I found that querying the databases “on the fly” to get the column names or the distinct values of each columns takes a while and makes my apps unenjoyable to use. The idea I came up with is to get ALL the distinct values in a script in a script that lives in a cronjob, then have the shiny app simply load these distinct values (and column data types) at startup.

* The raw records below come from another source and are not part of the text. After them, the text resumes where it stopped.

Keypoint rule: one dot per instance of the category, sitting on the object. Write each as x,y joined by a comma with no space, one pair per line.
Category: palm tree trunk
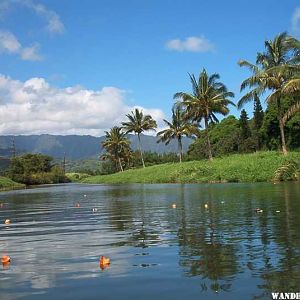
141,152
180,149
207,140
120,164
281,126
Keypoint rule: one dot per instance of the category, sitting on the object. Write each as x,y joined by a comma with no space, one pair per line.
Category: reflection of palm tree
202,252
285,276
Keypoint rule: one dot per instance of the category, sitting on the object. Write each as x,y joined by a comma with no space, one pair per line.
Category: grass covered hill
255,167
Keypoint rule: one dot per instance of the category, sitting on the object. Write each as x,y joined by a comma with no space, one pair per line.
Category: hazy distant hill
76,146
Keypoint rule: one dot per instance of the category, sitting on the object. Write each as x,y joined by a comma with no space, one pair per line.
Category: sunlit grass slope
255,167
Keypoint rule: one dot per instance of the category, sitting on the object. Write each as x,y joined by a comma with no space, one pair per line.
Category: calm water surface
225,251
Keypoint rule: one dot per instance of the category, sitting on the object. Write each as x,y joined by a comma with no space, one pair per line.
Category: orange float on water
104,262
5,259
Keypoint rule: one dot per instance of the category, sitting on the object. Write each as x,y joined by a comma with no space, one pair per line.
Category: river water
213,245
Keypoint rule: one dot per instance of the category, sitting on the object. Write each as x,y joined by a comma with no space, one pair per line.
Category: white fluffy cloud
296,21
35,107
54,23
191,44
10,44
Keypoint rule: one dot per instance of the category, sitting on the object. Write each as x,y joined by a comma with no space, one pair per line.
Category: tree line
276,74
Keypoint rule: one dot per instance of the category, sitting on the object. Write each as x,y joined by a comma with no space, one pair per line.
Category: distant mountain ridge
76,146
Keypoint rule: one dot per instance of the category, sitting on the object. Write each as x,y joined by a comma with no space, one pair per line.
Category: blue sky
139,51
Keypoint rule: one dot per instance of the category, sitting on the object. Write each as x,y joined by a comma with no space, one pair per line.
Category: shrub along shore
254,167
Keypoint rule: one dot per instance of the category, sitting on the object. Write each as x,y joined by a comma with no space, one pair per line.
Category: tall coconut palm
177,128
116,145
273,69
138,123
209,97
292,87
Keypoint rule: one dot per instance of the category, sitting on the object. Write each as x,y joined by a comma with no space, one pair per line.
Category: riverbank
8,184
254,167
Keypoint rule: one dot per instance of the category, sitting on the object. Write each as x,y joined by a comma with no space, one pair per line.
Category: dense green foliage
276,69
77,177
34,169
177,128
255,167
209,97
117,147
138,123
8,184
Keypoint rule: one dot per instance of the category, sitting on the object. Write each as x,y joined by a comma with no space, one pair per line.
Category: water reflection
225,248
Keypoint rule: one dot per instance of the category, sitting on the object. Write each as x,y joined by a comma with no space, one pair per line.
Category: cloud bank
36,107
190,44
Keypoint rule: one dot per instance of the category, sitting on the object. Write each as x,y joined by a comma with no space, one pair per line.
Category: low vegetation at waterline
255,167
77,177
8,184
32,169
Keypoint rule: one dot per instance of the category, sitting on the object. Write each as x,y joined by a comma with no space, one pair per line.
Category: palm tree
208,98
177,128
292,87
138,123
273,69
117,146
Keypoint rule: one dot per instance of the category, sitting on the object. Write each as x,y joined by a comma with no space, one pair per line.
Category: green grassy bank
77,177
8,184
255,167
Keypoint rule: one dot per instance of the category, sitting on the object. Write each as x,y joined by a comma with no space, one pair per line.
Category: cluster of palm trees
276,72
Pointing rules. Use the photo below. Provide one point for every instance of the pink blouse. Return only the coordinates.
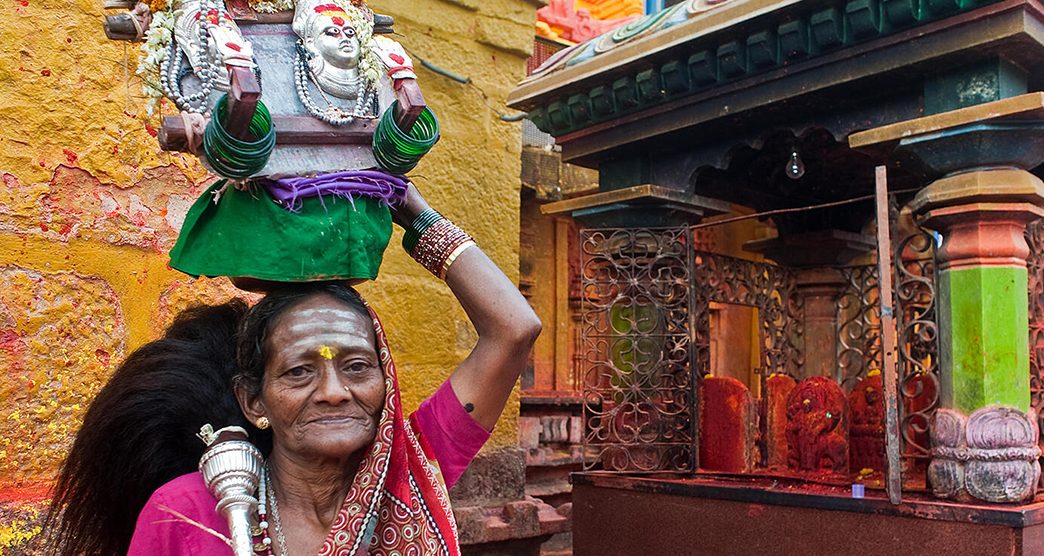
(451, 433)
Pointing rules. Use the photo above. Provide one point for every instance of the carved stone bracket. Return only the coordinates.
(991, 456)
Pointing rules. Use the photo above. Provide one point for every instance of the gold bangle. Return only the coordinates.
(456, 252)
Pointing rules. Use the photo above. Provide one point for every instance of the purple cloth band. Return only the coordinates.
(289, 191)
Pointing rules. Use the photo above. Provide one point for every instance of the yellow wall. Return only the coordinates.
(89, 208)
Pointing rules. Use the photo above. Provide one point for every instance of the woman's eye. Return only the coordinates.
(358, 366)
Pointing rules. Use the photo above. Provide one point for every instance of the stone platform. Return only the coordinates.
(719, 515)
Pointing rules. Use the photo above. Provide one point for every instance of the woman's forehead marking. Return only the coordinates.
(327, 353)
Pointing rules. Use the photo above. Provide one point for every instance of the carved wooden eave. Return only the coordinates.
(702, 71)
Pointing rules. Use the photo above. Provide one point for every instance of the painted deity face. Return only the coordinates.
(337, 42)
(323, 388)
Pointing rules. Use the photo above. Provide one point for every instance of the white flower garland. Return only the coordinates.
(271, 6)
(153, 51)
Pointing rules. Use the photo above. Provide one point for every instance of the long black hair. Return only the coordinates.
(139, 432)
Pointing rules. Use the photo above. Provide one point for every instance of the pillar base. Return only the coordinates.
(990, 456)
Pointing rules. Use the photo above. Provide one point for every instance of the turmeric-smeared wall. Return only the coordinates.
(89, 208)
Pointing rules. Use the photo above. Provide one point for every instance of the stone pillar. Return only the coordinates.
(819, 287)
(982, 283)
(985, 442)
(820, 290)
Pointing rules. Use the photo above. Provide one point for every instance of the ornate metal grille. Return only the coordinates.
(859, 335)
(767, 287)
(858, 325)
(1035, 265)
(919, 375)
(637, 367)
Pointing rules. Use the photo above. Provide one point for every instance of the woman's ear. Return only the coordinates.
(250, 404)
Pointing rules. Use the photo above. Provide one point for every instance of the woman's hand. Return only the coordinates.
(411, 206)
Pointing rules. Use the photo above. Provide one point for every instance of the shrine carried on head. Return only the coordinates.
(308, 113)
(891, 151)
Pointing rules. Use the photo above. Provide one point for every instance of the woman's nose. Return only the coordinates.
(332, 388)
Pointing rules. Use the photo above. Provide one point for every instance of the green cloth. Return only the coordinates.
(246, 234)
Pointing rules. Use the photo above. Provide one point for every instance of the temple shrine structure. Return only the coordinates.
(800, 299)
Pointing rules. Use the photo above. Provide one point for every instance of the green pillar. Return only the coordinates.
(982, 298)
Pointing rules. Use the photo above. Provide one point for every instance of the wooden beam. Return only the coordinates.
(243, 96)
(289, 130)
(643, 193)
(890, 356)
(410, 103)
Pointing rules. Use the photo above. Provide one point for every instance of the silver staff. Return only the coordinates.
(231, 467)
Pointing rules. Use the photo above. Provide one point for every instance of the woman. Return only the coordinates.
(313, 377)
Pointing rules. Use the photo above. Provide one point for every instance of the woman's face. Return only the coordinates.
(323, 388)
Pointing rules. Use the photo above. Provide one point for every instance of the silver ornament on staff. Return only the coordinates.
(231, 468)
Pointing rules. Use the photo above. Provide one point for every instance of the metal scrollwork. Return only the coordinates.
(919, 375)
(637, 371)
(859, 325)
(770, 289)
(1035, 266)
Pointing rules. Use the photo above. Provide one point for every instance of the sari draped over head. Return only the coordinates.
(398, 503)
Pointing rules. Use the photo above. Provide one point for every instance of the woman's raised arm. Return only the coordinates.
(504, 321)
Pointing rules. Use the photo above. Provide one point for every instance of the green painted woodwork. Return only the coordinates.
(624, 172)
(733, 53)
(985, 338)
(992, 79)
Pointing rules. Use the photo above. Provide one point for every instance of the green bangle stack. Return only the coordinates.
(232, 158)
(422, 222)
(399, 152)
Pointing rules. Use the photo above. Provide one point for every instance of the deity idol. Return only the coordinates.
(293, 194)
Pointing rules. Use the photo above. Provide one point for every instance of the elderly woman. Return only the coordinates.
(314, 383)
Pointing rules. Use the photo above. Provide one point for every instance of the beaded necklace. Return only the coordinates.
(332, 115)
(264, 547)
(275, 513)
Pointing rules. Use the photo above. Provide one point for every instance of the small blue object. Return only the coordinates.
(651, 6)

The {shinydbanalysis} offer the following modules you can use in your own apps:

  • table_picker_server() , allows the user to pick the table they want to use. The table must exist in the pool and also have had create_column_info("tablename", pool, "column_info") run to create it’s metadata file.
  • filter_builder_server() allows the user to create the filters they want.
  • group_builder_server() allows the user to select the grouping (categorical) variables they want to use
  • summary_builder_server() allows the user to select the summary functions they want to use (count, max, min ,mean) and on which (numeric) variables they want to apply them
  • data_fetcher_server() creates a sql query from all of the above and returns the fetched table.

Installation

# install.packages("devtools")
devtools::install_github("SimonCoulombe/shinydbanalysis")

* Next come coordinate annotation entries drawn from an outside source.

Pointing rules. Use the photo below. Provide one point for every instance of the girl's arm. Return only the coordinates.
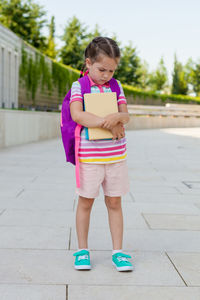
(84, 118)
(113, 119)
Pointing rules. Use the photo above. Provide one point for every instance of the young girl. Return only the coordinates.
(102, 162)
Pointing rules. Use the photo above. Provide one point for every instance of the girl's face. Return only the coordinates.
(102, 70)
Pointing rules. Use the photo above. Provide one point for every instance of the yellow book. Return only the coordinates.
(100, 104)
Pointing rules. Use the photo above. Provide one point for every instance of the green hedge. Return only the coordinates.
(35, 73)
(132, 91)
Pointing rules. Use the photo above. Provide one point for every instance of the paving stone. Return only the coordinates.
(37, 218)
(34, 237)
(36, 201)
(173, 222)
(145, 240)
(166, 198)
(132, 292)
(56, 267)
(32, 292)
(188, 265)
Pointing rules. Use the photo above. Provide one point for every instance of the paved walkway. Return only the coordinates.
(161, 222)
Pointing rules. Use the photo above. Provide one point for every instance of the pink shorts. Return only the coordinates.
(113, 178)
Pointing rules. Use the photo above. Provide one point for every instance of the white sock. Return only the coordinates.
(116, 251)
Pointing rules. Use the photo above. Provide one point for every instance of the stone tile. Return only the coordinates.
(143, 240)
(8, 192)
(165, 198)
(164, 208)
(56, 267)
(156, 190)
(24, 202)
(34, 237)
(91, 292)
(173, 222)
(188, 265)
(37, 218)
(32, 292)
(48, 194)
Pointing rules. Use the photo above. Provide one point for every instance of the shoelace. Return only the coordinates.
(120, 258)
(83, 257)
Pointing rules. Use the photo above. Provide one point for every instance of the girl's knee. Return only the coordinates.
(113, 202)
(86, 203)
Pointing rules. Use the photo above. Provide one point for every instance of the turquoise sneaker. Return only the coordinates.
(120, 261)
(82, 261)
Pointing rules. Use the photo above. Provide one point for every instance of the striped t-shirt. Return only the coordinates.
(99, 151)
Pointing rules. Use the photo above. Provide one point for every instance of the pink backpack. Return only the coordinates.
(70, 130)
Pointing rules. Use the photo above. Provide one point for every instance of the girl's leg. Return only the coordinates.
(83, 220)
(115, 220)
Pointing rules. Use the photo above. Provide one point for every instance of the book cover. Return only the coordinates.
(100, 104)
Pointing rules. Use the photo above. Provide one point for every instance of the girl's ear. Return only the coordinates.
(88, 63)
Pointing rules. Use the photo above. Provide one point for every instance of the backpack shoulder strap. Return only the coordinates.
(85, 85)
(114, 86)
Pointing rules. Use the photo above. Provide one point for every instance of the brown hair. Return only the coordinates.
(101, 45)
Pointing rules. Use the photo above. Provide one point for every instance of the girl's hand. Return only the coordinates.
(118, 131)
(110, 121)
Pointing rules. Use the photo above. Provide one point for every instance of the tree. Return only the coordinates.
(51, 46)
(26, 19)
(72, 53)
(143, 70)
(158, 78)
(128, 69)
(196, 79)
(179, 84)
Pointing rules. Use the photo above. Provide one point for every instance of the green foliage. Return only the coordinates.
(26, 19)
(40, 75)
(132, 91)
(196, 79)
(127, 71)
(179, 84)
(158, 79)
(72, 53)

Quick Start: Built-in App “run_app” with Example Data

library(shinydbanalysis)
library(duckdb) # for local database example
library(pool)
library(ggplot2)  # for the diamonds dataset
library(gapminder) # for gapminder dataset 
library(arrow) # we save as parquet files  
library(dplyr) 
library(AzureStor) # we can save column info to ADLS directly instead of local hardrive for deployment on servers

gapdata <- gapminder::gapminder %>%  mutate(date = as.Date(paste0(year, "-01-01"))) %>% filter(year >= 1990)
# Create a DuckDB connection pool (in-memory database)
pool <- dbPool(
  drv = duckdb::duckdb(),
  dbdir = ":memory:"
)

# Load some example datasets
dbWriteTable(pool, SQL("diamonds"), ggplot2::diamonds)    # using the SQL() functions helps when trying to write a table to a schema, and doesnt hurt otherwise.
dbWriteTable(pool, SQL("iris"), iris)
dbWriteTable(pool, SQL("gapdata"), gapdata)

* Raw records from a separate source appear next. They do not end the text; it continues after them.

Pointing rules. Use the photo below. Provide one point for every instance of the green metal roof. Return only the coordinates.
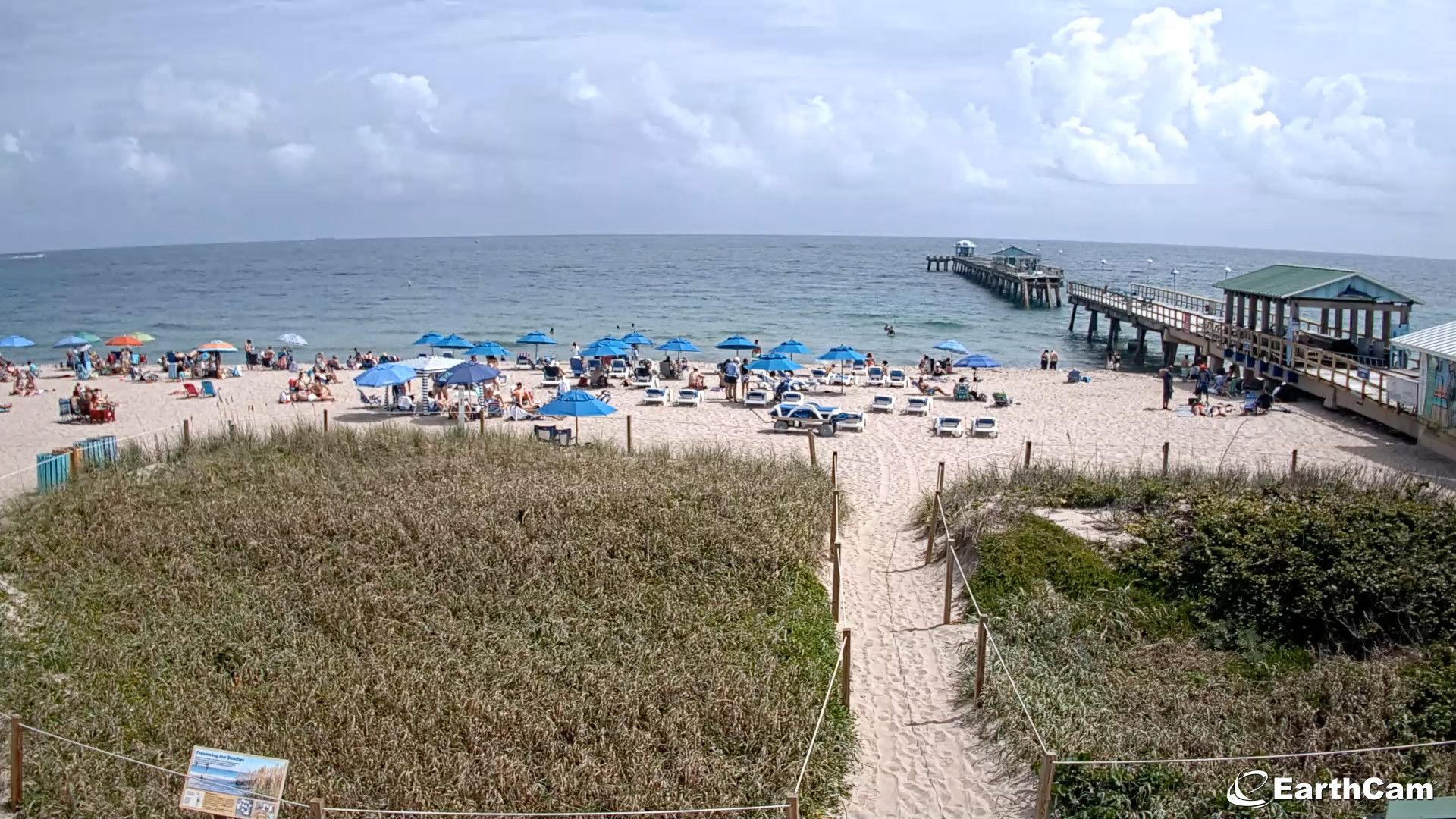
(1012, 253)
(1293, 280)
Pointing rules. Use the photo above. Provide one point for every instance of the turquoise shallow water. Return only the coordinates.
(382, 293)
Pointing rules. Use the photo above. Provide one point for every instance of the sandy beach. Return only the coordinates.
(916, 758)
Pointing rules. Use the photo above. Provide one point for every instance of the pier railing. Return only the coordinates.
(1310, 362)
(1204, 305)
(1169, 315)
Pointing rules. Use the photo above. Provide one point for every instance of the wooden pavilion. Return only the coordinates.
(1017, 259)
(1357, 315)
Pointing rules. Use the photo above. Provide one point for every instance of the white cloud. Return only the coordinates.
(171, 104)
(11, 146)
(410, 93)
(152, 169)
(580, 88)
(293, 158)
(1152, 105)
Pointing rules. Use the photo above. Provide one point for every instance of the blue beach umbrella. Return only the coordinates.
(577, 404)
(469, 373)
(977, 360)
(538, 338)
(488, 350)
(603, 347)
(792, 347)
(679, 346)
(736, 343)
(775, 363)
(842, 353)
(391, 373)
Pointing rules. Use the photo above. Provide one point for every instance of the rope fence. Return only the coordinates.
(986, 640)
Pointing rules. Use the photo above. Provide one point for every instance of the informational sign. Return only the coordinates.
(224, 783)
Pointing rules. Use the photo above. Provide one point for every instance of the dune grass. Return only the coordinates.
(1251, 614)
(430, 621)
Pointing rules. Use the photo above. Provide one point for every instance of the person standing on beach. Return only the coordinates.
(1200, 390)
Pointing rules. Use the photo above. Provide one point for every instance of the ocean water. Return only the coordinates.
(383, 293)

# Generate column information for each table
create_column_info("diamonds", pool)
create_column_info("iris", pool)
create_column_info("gapdata", pool)

metadata_df <- read_column_info(
    tablename = "diamonds",
    storage_type = "local",
    local_dir = "column_info"
  )

# Launch the app-
# Local storage
run_app(
  pool = pool,
  storage_type = "local",
  local_dir = "column_info"
)

# ADLS storage
#run_app(
#   pool = pool,
#   storage_type = "adls",
#   adls_endpoint = "https://myaccount.dfs.core.windows.net",
#   adls_container = "mycontainer",
#   sas_token = "mysastoken"
# )

Dataset Analysis Tool

Dataset Analysis Tool

Building a Custom App (Diamond Analysis)

For more control, you can build your own Shiny app using the package’s components. Here we build a custom app that will plot the diamond data when it isnt grouped.

library(shinydbanalysis)
library(duckdb)
library(pool)
library(ggplot2)
library(dplyr)

# Create a DuckDB connection pool (in-memory database)
pool <- dbPool(
  drv = duckdb::duckdb(),
  dbdir = ":memory:"
)

# Set up data
dir.create("column_info", showWarnings = FALSE)
dbWriteTable(pool, "diamonds", ggplot2::diamonds)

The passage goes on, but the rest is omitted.